BAŞKENT TUŞPA/VAN

BAŞKENT TUŞPA/VAN

                Değerli okurlar,  Ak Damar Adası ziyaretinden sonra VAN' a giriyor ve doğruca TUŞPA' ya yöneliyoruz. Ancak ne yazık ki buraya da tam da gün batarken yetişiyoruz. İlahi Erkan yaptın yine yapacağını.  Otobüsümüzden iner/inmez kalenin kuzey yönünden kaleye tırmanmaya çalışıyoruz.

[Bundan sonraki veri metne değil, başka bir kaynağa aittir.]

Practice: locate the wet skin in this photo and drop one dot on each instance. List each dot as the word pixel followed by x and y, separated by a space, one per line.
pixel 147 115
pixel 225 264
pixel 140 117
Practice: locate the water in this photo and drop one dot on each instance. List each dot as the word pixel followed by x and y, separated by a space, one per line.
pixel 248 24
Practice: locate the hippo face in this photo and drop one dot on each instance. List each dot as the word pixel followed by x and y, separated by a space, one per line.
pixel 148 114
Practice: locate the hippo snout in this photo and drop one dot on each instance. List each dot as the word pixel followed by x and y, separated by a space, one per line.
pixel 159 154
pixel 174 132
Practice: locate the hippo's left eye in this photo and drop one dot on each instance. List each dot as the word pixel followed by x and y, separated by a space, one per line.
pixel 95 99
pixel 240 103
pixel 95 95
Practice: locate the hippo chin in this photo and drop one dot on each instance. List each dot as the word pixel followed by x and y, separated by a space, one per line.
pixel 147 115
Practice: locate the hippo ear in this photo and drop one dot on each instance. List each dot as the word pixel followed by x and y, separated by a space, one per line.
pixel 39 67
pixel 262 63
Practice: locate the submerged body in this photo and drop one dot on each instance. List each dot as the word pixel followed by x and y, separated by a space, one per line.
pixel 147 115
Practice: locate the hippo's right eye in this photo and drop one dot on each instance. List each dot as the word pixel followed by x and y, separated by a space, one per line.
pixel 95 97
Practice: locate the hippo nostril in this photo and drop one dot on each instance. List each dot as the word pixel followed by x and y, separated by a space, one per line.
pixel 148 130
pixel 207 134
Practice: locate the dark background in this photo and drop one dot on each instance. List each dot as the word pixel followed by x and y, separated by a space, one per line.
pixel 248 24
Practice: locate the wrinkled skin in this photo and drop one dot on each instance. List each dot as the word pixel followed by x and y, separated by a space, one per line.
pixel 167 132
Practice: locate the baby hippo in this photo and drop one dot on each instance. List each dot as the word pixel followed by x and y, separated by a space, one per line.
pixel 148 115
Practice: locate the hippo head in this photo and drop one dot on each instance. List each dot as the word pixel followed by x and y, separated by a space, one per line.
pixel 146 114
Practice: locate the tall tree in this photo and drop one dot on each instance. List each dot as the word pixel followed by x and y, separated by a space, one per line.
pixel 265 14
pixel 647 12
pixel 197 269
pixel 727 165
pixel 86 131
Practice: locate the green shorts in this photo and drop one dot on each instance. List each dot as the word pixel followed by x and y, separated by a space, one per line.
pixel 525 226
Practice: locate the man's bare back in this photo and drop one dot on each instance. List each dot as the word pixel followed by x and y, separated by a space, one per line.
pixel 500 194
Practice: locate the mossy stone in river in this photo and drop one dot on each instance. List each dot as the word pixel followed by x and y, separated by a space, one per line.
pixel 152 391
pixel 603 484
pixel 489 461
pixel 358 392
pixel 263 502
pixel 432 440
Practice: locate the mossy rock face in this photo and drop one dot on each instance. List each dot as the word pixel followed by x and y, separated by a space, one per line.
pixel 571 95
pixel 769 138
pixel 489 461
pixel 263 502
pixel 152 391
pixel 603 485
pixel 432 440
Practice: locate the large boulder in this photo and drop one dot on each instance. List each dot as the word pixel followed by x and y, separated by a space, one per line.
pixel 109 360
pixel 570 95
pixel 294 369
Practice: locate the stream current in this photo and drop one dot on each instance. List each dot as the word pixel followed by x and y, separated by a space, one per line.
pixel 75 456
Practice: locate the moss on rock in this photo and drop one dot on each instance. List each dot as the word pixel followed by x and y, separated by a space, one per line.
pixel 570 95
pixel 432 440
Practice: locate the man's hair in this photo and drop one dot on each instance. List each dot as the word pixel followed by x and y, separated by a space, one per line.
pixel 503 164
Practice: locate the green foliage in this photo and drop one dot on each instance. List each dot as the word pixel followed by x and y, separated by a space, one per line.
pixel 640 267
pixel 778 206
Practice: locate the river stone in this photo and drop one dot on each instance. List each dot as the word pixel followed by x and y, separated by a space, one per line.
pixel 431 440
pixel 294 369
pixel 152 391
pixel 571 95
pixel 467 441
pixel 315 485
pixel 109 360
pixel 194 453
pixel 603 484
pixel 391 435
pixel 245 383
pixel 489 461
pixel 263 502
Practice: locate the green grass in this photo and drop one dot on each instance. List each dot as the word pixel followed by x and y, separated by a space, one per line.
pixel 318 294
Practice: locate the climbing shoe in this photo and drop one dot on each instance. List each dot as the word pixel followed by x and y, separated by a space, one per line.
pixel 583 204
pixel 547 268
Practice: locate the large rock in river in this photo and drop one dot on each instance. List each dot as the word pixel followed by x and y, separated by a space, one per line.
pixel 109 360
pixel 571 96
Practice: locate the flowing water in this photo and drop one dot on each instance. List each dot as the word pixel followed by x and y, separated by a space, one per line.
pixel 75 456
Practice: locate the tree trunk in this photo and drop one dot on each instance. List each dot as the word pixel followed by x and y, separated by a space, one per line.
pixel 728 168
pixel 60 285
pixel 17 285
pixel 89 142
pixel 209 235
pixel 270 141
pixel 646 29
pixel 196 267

Burası kalenin zeminle sıfırlandığı en alçak kısımları.  Yamaçlardaki keçi yollarından çevreyi görebildiğimiz ilk yükseltiye çıktığımızda güneş ufukla öpüşmüş oluyordu. Ancak çevredeki yerleşim yerlerinin yeni parlamaya başlayan ışık deryasını fotoğraflayabiliyoruz. Burası kalenin batı ucundaki en yüksek burçların dipleridir.  Van'ın ve Van Gölü'nün buradan doyumsuz manzarası var.  Artık karanlık olmuştur ve yine çıkarken çektiğimiz sıkıntılara katlanarak kaleden iniyoruz. Ertesi günü tekrar müzeye geldiğimizde karşıdan bol bol görüntü alma fırsatımız oluyor.  Biz en iyisi kaynaklara gidelim.  URARTU TARİHİ: BAŞKEN TUŞPA.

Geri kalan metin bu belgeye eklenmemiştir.